Für mich ist Wasser weder laut noch still oder leise. Ich mag es in seiner natürlichen Form. Aus der Quelle, aus dem Brunnen, aus dem Bach. Ohne Schnickschnack. Dabei "tönt" das Wasser schon - immer, wenn es sich bewegt. Es gluckert, es pocht, es plätschert, es rauscht, es strömt, es prasselt. Still ist es nur, wenn es ruht. Aber auch dann "spricht" es. Setz dich einmal für eine Zeit an einen Teich und hör dem Wasser zu. Weil du selber zu einem großen Teil aus Wasser bestehst, kannst du die "Wassersprache" verstehen.

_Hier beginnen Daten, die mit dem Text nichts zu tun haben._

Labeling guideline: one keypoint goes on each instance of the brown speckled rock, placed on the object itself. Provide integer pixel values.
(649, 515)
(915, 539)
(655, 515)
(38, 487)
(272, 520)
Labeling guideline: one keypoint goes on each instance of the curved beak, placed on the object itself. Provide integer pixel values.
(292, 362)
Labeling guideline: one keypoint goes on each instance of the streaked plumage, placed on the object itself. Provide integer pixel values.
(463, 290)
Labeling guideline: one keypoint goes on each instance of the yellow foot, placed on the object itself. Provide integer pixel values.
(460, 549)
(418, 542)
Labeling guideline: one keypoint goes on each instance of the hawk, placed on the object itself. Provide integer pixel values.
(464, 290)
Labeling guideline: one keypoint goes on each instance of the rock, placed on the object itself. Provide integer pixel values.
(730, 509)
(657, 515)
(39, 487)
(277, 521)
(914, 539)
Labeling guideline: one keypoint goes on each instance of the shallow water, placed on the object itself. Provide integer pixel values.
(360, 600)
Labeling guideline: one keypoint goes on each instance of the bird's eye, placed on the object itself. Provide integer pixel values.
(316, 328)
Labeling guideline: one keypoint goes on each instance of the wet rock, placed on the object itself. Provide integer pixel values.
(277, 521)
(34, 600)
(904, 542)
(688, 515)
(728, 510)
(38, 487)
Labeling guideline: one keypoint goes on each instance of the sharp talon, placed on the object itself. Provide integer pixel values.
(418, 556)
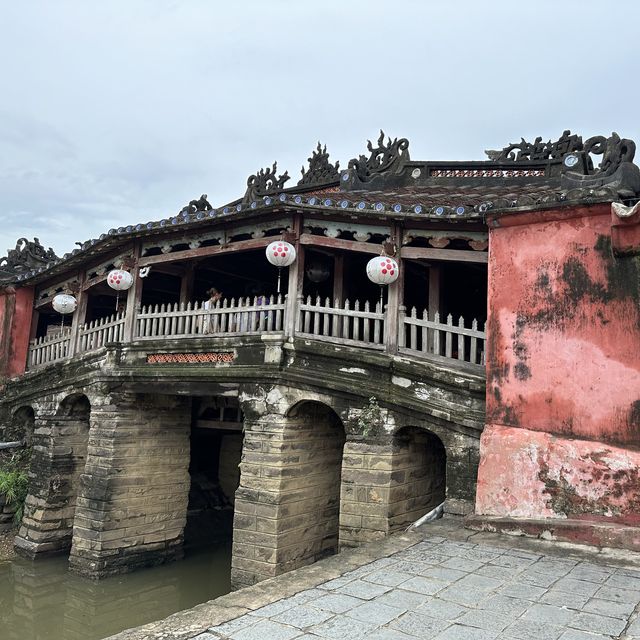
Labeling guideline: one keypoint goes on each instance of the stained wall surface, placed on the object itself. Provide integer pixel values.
(16, 307)
(563, 333)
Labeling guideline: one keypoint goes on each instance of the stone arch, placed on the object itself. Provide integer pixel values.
(75, 405)
(21, 425)
(419, 475)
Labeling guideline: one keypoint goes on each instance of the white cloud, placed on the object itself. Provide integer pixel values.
(120, 112)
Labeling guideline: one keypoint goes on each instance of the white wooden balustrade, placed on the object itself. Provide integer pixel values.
(349, 323)
(421, 336)
(48, 349)
(227, 317)
(97, 333)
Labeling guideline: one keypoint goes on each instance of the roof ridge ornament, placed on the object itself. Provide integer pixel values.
(614, 151)
(320, 170)
(385, 158)
(264, 182)
(537, 150)
(25, 257)
(201, 204)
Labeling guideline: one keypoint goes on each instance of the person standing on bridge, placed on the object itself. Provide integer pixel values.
(208, 321)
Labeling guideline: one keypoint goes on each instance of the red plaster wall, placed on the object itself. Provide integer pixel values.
(532, 474)
(563, 328)
(563, 369)
(16, 309)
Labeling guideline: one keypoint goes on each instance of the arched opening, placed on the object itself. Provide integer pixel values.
(214, 469)
(69, 456)
(312, 482)
(21, 425)
(419, 476)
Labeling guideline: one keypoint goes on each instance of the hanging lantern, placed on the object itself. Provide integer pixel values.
(281, 253)
(64, 303)
(382, 270)
(119, 280)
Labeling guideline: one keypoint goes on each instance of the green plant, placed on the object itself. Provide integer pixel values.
(14, 480)
(370, 418)
(14, 486)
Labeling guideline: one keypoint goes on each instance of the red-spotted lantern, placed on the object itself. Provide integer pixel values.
(119, 280)
(382, 270)
(280, 254)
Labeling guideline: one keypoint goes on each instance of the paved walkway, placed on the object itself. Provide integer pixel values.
(440, 582)
(450, 590)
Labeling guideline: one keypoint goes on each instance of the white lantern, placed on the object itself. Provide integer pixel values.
(64, 303)
(382, 270)
(281, 253)
(119, 280)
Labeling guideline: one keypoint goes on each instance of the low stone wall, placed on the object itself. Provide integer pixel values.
(7, 515)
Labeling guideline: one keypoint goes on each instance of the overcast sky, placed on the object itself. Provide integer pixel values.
(118, 112)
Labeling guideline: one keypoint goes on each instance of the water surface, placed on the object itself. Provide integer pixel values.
(41, 600)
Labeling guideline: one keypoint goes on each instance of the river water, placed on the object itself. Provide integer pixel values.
(42, 601)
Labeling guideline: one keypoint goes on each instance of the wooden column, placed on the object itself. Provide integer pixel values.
(78, 317)
(435, 277)
(134, 296)
(435, 273)
(296, 278)
(186, 284)
(395, 298)
(338, 277)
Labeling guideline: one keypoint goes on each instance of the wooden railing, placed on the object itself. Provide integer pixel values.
(49, 349)
(97, 333)
(242, 316)
(421, 336)
(348, 323)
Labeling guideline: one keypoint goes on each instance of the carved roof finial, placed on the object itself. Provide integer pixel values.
(26, 256)
(320, 170)
(264, 182)
(385, 158)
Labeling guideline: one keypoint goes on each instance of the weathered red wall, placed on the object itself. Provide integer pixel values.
(564, 329)
(16, 309)
(563, 369)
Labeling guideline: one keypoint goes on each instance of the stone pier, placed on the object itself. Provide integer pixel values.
(132, 506)
(287, 504)
(59, 453)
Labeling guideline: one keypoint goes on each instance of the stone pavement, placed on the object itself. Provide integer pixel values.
(447, 584)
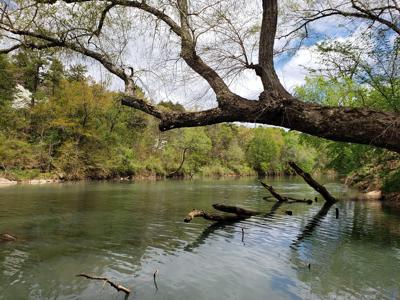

Das Wasser erzählt dir, dass du selber "natürlich" bist. Du bist ein Geschöpf. Bist nackt auf diese Welt gekommen. Als Junge oder Mädchen. Nichts musste daran verändert werden. Bis heute muss nichts an dir verändert werden. In deinem Zustand bist du goldrichtig!
Die Industriegesellschaft lebt davon dir einzureden, dass du an dir etwas verändern musst. Es ist noch nicht richtig. Da fehlt etwas. Die Kleidung, Schmuck, Kosmetik. Viele Dinge, die den natürlichen Zustand "verbessern". So wie die Kohlensäure im Wasser. Ich genieße auch den Wohlstand und freue mich über Kleidung, die wärmt und über Menschen, die sich hübsch machen. Manchmal jedoch setzte ich mich ans Wasser und kehre in mich ein. Wenn ich das mache, dann braucht es nichts weiter. So, wie ich bin, war ich immer schon richtig und werde es immer sein!